Igor’s tip of the week #43: Annotating the decompiler output

Last week we started improving decompilation of a simple function. While you can go quite far with renaming and retyping, some things need more explanation than a simple renamng could provide.

Comments

When you can’t come up with a good name for a variable or a function, you can add a comment with an explanation or a theory about what’s going on. The following comment types are available in the pseudocode:

  1. Regular end-of-line comments. Use / to add or edit them (easy to remember because in C++ // is used for comments).
  2. Block comments. Similarly to anterior comments in the disassembly view, the Ins shortcut is used (I on Mac). The comment is added before the current statement (not necessarily the current line).
  3. Function comment is added when you use / on the first line of the function.

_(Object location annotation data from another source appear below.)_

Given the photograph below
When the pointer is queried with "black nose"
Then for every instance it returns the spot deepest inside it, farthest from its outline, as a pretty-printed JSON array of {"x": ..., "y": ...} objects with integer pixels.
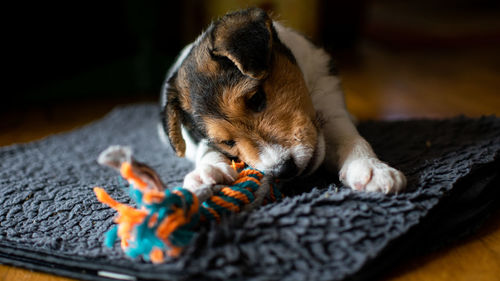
[{"x": 286, "y": 170}]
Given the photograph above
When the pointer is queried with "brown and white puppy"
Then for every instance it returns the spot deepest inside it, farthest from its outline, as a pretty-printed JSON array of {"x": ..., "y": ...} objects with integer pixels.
[{"x": 252, "y": 89}]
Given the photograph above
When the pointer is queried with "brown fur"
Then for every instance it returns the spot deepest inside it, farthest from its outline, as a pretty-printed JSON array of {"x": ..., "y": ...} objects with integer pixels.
[{"x": 287, "y": 120}]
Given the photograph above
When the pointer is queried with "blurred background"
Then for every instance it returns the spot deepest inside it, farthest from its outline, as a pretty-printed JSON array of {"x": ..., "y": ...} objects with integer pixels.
[{"x": 390, "y": 53}]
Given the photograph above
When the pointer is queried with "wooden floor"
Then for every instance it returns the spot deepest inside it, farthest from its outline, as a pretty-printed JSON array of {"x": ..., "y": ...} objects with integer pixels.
[{"x": 380, "y": 84}]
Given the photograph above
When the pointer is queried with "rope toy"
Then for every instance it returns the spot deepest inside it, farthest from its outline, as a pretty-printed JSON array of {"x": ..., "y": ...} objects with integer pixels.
[{"x": 164, "y": 220}]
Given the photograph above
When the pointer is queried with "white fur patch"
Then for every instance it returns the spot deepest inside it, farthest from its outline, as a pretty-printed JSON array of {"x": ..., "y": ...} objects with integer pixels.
[
  {"x": 370, "y": 174},
  {"x": 271, "y": 156}
]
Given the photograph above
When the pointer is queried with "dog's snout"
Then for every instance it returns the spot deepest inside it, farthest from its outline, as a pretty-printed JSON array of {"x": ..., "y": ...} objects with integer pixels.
[{"x": 286, "y": 170}]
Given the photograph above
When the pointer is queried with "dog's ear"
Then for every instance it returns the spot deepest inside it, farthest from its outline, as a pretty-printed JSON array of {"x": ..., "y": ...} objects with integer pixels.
[
  {"x": 246, "y": 38},
  {"x": 171, "y": 116}
]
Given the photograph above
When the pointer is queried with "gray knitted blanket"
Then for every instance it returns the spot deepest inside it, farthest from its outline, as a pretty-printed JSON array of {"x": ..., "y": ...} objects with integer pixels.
[{"x": 51, "y": 221}]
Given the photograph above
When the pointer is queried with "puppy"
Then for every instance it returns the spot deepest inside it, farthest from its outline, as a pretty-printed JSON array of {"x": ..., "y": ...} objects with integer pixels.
[{"x": 250, "y": 88}]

Due to limitations of the implementation, the first two types can move around or even end up as orphan comments when the pseudocode changes. The function comment is attached to the function itself and is visible also in the disassembly view.

 

Using the comments, we can annotate the function from the previous post to clarify what is going on. On the screenshot below, regular comments are highlighted in blue while block comments are outlined in orange.

In the end, the function seems to be copying bytes from a2 to a1, stopping at the first zero byte. If you know libc, you’ll quickly realize that it’s actually a trivial implementation of strcpy. We can now rename the function and arguments to the canonical names and add a function comment explaining the purpose of the function.

Alas, the existing comments are not updated automatically, so references to a1 and a2 would have to be fixed manually.

Empty lines

 To improve the readability of pseudocode even further, you can add empty lines either manually or automatically. For manual lines, press Enter after or before a statement. For example, here’s the same function with extra empty lines added:

To remove the manual empty lines, edit the anterior comment (Ins or I on Mac) and remove the empty lines from the comment.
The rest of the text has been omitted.